The Blinking* Cursor
You know how it goes. You follow your inspired muse to the page and start writing and everything’s going great, then 1000 words in, you hit a wall. A big fat concrete wall with barbed wire strung across the top. Maybe the wall is a plot hole. Maybe it’s a character who is suddenly acting out of character. Or maybe you’re just really, really tired because you stayed up all night reading Anna Karenina so you can honestly say “Yes, I’ve read Anna Karenina” should anyone in your writers’ group ask if you’ve read Anna Karenina because that’s the sort of thing you imagine writers in writers’ groups ask whenever there is a lull in the conversation and you’re certainly expecting lulls at the next meeting because you’ve been asked to read an excerpt from your incredibly boring work in progress.
So what do you do when you hit a wall? Well, the best advice I’ve ever heard is this: change your environment. Get up out of your chair. Run the washing machine again since you forgot to put the washed load in the dryer last night (blame Anna) and the laundry is smelling more like Mountain Man than Mountain Spring. Pick up a book and read a chapter. Walk the dog. Walk the ferret. Walk the goldfish. Re-introduce yourself to your children. Pick lint off your significant other’s sweater. Knit a sweater. Go for a run. Call your mother. Kiss your spouse. Kiss your neighbor. Chase a rabbit. Eat a cookie.
Just do something other than stare at the blinking cursor.
This is excellent advice. Yes, there are some writers who can bore a hole through any writing wall with sheer determination (usually prompted by a looming deadline of “yesterday”). But most of us aren’t Cylopsian like that and we hate those people anyway so instead we must get up out of the chair.
I don’t know the science behind it, but apparently when we walk away and do something totally unrelated to the problem at hand, the brain feels emotionally secure enough to back up and re-consider the problem from a different perspective. (This is sort of like what happens when you’re trying to remember the name of that movie – you know, the one with that actor who did that other movie with that actress – and you can’t for the life of you remember it no matter how squinty your eyes or how furrowed your brow, but then it comes to you three days later during the silent prayer time at church and you’re so excited that you accidentally blurt “What Dreams May Come!” really loud and a split-second later as you re-play your prayerful exclamation you realize you might have pronounced “What” as “Wet” and no wonder people don’t invite you over for dinner after church.)

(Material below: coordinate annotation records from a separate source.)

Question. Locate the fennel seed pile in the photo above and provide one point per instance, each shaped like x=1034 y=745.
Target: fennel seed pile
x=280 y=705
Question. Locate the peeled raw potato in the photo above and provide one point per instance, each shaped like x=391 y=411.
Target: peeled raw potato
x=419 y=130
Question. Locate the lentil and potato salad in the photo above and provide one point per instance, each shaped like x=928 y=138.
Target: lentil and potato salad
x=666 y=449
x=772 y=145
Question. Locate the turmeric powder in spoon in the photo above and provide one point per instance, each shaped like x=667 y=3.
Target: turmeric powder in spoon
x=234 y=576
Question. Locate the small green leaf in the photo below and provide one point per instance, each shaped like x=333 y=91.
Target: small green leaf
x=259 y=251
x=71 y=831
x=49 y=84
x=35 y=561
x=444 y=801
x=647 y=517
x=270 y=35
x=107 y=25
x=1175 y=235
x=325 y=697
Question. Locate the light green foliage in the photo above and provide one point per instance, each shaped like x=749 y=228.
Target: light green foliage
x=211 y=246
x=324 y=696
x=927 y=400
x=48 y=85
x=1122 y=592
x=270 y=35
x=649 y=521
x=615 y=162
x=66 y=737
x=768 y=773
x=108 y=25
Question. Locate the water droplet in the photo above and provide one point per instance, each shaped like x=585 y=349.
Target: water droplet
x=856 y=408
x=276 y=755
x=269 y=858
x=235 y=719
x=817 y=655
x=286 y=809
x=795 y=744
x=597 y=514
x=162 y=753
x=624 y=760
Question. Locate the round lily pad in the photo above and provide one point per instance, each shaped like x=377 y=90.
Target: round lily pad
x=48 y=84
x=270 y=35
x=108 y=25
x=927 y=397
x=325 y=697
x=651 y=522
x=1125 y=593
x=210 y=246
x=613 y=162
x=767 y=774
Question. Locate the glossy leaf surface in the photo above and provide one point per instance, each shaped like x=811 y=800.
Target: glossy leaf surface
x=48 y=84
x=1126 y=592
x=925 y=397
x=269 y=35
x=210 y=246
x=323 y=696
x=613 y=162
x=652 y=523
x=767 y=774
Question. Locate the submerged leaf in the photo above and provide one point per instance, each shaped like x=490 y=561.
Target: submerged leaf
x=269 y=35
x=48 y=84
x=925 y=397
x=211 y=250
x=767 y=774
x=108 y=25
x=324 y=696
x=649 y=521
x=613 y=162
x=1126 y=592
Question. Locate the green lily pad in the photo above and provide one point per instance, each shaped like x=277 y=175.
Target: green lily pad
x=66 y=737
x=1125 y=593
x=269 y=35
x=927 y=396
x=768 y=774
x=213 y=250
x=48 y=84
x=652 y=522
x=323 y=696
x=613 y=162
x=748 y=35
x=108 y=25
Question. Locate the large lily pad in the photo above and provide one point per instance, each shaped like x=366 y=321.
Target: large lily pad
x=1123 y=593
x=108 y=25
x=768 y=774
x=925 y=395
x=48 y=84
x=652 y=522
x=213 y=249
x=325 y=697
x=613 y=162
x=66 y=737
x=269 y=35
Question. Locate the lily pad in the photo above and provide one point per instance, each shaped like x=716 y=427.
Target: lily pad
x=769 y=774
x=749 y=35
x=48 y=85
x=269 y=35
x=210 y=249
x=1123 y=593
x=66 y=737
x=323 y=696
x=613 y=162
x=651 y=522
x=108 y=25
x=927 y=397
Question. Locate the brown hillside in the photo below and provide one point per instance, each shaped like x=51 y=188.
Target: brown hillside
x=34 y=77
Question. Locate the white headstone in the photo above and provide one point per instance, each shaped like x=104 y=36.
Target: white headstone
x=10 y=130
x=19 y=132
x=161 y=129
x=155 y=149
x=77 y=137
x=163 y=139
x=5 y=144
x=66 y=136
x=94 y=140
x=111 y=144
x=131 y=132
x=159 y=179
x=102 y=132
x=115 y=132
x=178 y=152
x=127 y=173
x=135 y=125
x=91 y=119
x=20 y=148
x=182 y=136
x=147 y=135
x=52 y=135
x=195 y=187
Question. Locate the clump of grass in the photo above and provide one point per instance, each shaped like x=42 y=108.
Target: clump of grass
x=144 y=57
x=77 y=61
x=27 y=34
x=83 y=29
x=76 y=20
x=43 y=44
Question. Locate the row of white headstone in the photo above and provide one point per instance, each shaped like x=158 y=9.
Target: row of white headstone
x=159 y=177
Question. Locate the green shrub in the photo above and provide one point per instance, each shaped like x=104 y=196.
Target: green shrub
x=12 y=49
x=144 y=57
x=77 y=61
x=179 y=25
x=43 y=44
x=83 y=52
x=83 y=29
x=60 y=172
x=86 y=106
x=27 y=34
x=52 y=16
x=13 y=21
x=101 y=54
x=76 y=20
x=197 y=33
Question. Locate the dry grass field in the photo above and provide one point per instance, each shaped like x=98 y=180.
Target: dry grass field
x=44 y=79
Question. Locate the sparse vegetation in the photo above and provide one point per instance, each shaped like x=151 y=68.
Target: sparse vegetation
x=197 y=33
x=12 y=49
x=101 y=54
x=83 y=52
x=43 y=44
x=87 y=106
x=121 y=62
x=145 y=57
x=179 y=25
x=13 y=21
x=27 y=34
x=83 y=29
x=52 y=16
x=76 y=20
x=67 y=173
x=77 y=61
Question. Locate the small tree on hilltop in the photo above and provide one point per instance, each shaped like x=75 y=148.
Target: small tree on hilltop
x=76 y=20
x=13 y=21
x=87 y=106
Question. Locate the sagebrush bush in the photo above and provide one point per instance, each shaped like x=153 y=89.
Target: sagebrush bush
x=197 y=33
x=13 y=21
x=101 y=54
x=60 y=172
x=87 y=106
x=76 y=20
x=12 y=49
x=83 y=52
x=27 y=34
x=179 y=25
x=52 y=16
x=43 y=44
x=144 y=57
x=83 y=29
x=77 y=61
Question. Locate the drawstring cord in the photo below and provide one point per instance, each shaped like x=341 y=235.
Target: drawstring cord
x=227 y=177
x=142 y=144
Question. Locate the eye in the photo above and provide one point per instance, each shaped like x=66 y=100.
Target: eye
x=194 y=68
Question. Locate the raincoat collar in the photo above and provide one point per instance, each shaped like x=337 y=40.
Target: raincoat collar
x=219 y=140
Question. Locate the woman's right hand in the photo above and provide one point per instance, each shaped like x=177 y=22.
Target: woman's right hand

I run into walls a lot. (Insert Toyota joke here.) Want to know how I deal with walls? Do I flip down my Scott Summers sunglasses and burn a hole through the concrete? Nope. So that must mean I get out of my chair and do something else, right? Um…no.
I stare at the blinking* cursor.
I might still try to write, but it only takes a few keystrokes to discover that I’m facing one of those Escape from New York walls you can’t get over without Snake Plissken’s help and Snake’s retired, so good luck with that.
So instead? I just stare at that blinking* cursor.
Three hours later, I get up out of my chair and declare myself a complete failure as a writer, having added nothing to my novel except an impenetrable obstacle that fittingly resembles a very wide, very tall tombstone.
Here is where I’m supposed to spin this unflattering picture of the writer’s life into some kind of inspirational lesson. Um. Nope. Can’t do it.
Because sometimes writing is impossible. Sometimes trying to put a word on the page is like trying to staple a wasp to a jackrabbit. And sometimes, you waste hours of your life staring at a blinking* cursor.
I’m sorry smelly laundry. I’m sorry obese ferret. I’m sorry neighbor who looks exactly like Kate Beckinsale**. I suck.
What can I say? I’m a writer.
*Please feel free to replace the asterisked instances of “blinking” with your favorite swear word. I did.
**No, I don’t have a neighbor who looks exactly like Kate Beckinsale. But this is my blog and my daydream so I can pretend whatever I want. Like right now? I’m pretending that Kate Beckinsale’s people will happen upon this post during routine “checking for unflattering web content” Googling and decide it would be great PR if she were to suddenly show up in Colorado and invite me out to dinner where I’d be happy just to listen to her talk in that sexy English accent even with her mouth full of P.F. Changs’ Oolong Marinated Sea Bass.